Questionada sobre as medidas do governo federal no Vale do Javari –região com maior número de indígenas isolados do mundo, localizada na fronteira entre Brasil, Colômbia e Peru, e local onde Bruno e Dom foram mortos por criminosos ligados ao tráfico–, Beatriz respondeu que as ações do MPI são feitas de forma integrada.
“Estamos realizando a execução desse plano de proteção territorial do Vale do Javari em conjunto com outros cinco ministérios. [O trabalho] envolve também o Ibama, a própria Funai, Polícia Federal, Força Nacional, Polícia Rodoviária Federal e Exército.”
“Então estamos monitorando, por meio desse plano de proteção, porque ali no Vale do Javari há ameaça de garimpo. Tem a chegada de garimpeiros pela região leste da terra indígena, onde as dragas de garimpo vão subindo os rios e chegam até o território dos isolados. No rio Javari tem a entrada de caçadores e pescadores ilegais, que às vezes têm ligação muito estreita com outras formas de organização criminosa, como tráfico de drogas e de madeira internacional e demais cadeias criminosas que estão ameaçando o território indígena”, completou.
Avanços e desafios
Para Beatriz, a criação do MPI e do Departamento de Povos Indígenas Isolados e de Recente Contato é “um grande avanço por colocar a pauta em um nível alto de articulação política”. Outros destaques positivos, segundo a antropóloga, são o fato de a Funai ter uma indígena na presidência e as melhorias que foram promovidas no plano de carreira do órgão.
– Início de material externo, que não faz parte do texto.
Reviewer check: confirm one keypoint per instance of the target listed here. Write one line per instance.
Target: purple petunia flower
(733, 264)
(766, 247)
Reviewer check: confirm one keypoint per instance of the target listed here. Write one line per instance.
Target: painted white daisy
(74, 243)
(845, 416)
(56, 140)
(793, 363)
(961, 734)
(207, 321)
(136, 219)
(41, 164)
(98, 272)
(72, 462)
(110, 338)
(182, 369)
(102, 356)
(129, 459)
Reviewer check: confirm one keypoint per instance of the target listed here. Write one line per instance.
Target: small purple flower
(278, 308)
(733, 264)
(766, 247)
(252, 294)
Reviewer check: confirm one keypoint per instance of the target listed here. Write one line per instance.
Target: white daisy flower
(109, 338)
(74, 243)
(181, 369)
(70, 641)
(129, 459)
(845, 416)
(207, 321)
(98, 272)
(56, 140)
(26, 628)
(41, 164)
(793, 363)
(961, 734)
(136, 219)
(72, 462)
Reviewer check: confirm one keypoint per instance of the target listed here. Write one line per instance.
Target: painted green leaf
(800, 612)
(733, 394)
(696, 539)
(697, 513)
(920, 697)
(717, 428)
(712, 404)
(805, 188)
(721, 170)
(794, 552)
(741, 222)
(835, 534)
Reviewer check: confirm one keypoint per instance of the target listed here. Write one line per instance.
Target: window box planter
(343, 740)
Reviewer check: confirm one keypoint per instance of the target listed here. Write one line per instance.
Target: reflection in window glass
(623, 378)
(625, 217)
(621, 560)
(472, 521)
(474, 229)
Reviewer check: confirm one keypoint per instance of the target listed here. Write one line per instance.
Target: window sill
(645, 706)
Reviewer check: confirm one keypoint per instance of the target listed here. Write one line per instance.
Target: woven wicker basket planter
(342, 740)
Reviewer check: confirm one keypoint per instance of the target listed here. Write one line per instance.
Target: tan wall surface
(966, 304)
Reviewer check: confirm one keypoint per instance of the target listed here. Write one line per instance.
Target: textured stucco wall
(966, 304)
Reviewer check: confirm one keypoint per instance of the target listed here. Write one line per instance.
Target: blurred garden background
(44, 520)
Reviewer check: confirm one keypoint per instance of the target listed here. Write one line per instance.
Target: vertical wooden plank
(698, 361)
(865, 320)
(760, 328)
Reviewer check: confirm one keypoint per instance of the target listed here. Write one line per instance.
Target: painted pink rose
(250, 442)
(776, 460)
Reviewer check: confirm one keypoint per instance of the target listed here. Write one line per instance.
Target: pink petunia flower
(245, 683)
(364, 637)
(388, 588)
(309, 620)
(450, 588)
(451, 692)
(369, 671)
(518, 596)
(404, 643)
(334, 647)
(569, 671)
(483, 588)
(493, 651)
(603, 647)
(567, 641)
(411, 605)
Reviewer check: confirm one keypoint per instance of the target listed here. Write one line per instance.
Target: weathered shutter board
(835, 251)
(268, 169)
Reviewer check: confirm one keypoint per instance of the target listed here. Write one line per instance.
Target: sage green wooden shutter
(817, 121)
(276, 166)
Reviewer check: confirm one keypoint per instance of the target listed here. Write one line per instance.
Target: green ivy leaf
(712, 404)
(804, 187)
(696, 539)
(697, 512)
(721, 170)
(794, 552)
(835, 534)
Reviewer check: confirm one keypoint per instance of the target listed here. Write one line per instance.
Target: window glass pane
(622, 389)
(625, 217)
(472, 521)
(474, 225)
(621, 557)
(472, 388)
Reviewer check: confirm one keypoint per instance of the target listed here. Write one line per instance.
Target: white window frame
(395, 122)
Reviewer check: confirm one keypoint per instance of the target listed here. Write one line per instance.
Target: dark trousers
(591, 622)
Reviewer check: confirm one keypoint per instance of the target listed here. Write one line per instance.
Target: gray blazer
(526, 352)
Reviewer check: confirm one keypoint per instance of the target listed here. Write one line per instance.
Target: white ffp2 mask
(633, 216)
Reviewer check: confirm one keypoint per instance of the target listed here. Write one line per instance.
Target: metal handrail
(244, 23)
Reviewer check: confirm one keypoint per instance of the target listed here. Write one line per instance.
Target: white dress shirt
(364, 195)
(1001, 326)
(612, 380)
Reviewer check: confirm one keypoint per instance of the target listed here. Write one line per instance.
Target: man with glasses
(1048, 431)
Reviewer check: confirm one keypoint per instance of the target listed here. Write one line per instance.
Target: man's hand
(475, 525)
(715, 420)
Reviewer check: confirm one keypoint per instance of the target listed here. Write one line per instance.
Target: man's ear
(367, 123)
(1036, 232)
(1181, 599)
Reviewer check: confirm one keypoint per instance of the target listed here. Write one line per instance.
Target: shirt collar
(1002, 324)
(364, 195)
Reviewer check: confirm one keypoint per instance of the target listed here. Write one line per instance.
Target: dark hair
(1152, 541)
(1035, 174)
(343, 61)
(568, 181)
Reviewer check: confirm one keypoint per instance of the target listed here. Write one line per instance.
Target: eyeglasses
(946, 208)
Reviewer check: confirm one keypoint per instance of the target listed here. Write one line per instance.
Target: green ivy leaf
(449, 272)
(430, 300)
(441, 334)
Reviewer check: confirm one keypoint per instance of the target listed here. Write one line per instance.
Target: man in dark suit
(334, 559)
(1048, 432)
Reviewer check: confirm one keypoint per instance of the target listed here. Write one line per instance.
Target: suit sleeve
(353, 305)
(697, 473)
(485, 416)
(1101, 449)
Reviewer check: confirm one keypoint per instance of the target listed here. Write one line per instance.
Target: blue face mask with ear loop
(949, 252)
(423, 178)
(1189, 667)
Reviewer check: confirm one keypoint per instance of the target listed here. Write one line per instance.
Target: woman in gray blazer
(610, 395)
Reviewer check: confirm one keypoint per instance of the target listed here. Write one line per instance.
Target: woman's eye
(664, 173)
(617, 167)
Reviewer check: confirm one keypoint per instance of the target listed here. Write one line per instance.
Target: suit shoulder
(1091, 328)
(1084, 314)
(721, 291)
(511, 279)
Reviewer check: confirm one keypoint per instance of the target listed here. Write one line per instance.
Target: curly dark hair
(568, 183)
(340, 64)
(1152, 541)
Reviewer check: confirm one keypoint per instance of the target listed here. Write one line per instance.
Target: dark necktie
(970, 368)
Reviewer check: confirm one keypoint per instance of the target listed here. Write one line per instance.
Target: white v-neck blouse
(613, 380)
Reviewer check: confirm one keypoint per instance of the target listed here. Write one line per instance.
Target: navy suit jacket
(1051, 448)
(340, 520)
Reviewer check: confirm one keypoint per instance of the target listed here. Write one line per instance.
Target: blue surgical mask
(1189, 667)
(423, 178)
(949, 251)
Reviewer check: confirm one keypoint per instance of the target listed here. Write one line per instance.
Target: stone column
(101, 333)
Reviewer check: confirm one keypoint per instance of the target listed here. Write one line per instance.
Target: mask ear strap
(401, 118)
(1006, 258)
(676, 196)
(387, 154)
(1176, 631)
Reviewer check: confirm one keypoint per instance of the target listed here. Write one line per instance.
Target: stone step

E ela ressalta: “São os funcionários da Funai que ficam nas terras indígenas. As ações de segurança acontecem periodicamente, mas é a Funai que está lá permanentemente. Então a valorização da carreira é muito importante também, foi um avanço”.
O que precisa melhorar, na avaliação de Beatriz, são as questões orçamentárias e de estrutura.
“No que diz respeito ao orçamento da Funai, e no próprio orçamento do ministério, é algo que pode melhorar muito ainda. Mas eu acho que tivemos grandes avanços, pois atualmente temos um governo preocupado com isso. A questão é como dar condições para que se executem essas proteções territoriais e dos povos indígenas, dos isolados, de fato”, afirma.
“No MPI ainda temos poucos cargos, precisamos de mais. É a construção de uma política nova, com o MPI, e a retomada da política que já existia para povos indígenas, da Funai, que é um órgão que foi muito perseguido. A própria situação que aconteceu com o Bruno tem a ver com a perseguição da Funai.”